From Monte Carlo to neural networks approximations of boundary value problems
- URL: http://arxiv.org/abs/2209.01432v3
- Date: Sat, 10 Aug 2024 04:55:50 GMT
- Title: From Monte Carlo to neural networks approximations of boundary value problems
- Authors: Lucian Beznea, Iulian Cimpean, Oana Lupascu-Stamate, Ionel Popescu, Arghir Zarnescu,
- Abstract summary: We show that the solution to Poisson equation can be numerically approximated in the sup-norm by Monte Carlo methods.

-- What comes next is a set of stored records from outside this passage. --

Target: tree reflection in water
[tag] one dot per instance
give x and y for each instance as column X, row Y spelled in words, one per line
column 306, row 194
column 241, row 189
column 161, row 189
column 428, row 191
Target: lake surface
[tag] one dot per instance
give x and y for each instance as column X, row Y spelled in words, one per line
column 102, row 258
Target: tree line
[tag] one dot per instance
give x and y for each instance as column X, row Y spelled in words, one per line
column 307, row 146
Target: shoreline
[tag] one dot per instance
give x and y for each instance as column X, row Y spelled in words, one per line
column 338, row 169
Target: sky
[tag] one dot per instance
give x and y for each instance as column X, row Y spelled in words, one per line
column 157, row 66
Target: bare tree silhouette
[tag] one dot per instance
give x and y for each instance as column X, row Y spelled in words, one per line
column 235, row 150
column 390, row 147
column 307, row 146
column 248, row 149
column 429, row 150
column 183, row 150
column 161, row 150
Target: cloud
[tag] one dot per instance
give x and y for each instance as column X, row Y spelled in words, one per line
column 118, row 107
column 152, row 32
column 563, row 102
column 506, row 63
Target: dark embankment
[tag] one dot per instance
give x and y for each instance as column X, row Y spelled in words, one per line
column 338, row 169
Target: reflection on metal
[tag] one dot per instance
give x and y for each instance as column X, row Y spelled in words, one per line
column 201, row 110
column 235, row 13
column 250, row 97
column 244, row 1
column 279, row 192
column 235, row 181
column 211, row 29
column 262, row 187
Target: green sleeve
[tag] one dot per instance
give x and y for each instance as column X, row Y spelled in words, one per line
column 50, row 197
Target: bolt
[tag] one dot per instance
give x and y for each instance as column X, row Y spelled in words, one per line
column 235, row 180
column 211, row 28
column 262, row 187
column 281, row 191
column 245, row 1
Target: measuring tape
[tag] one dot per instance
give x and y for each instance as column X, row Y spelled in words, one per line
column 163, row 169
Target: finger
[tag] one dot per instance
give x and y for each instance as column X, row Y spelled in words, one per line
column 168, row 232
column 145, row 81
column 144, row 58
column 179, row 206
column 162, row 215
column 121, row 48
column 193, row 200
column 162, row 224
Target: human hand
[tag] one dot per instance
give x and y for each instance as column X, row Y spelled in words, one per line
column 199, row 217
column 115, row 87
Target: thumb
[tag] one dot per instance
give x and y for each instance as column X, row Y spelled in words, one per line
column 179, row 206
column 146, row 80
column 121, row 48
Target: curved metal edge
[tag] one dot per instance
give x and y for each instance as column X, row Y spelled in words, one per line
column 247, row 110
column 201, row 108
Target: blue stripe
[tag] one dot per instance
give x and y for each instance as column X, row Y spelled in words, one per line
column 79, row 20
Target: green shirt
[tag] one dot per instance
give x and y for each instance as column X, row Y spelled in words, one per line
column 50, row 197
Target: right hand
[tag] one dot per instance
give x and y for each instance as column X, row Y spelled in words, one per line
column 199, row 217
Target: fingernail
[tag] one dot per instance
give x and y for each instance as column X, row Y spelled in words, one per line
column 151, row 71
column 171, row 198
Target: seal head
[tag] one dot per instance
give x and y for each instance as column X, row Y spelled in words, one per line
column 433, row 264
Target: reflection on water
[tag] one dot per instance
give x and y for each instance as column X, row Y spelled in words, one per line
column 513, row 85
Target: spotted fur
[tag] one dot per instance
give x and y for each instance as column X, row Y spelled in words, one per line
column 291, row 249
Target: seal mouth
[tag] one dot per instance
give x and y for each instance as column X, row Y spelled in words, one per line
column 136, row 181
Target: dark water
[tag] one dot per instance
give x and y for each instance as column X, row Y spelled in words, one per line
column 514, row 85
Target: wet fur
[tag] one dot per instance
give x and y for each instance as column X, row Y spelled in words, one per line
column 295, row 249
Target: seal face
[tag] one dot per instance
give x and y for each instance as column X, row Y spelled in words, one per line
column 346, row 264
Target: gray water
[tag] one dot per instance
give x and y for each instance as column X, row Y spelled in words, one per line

We also show that the obtained Monte Carlo solver renders in a constructive way ReLU deep neural network (DNN) solutions to Poisson problem.
- Score: 0.0
- License: http://arxiv.org/licenses/nonexclusive-distrib/1.0/
- Abstract: In this paper we study probabilistic and neural network approximations for solutions to Poisson equation subject to Holder data in general bounded domains of $\mathbb{R}^d$. We aim at two fundamental goals. The first, and the most important, we show that the solution to Poisson equation can be numerically approximated in the sup-norm by Monte Carlo methods, and that this can be done highly efficiently if we use a modified version of the walk on spheres algorithm as an acceleration method. This provides estimates which are efficient with respect to the prescribed approximation error and with polynomial complexity in the dimension and the reciprocal of the error. A crucial feature is that the overall number of samples does not not depend on the point at which the approximation is performed. As a second goal, we show that the obtained Monte Carlo solver renders in a constructive way ReLU deep neural network (DNN) solutions to Poisson problem, whose sizes depend at most polynomialy in the dimension $d$ and in the desired error. In fact we show that the random DNN provides with high probability a small approximation error and low polynomial complexity in the dimension.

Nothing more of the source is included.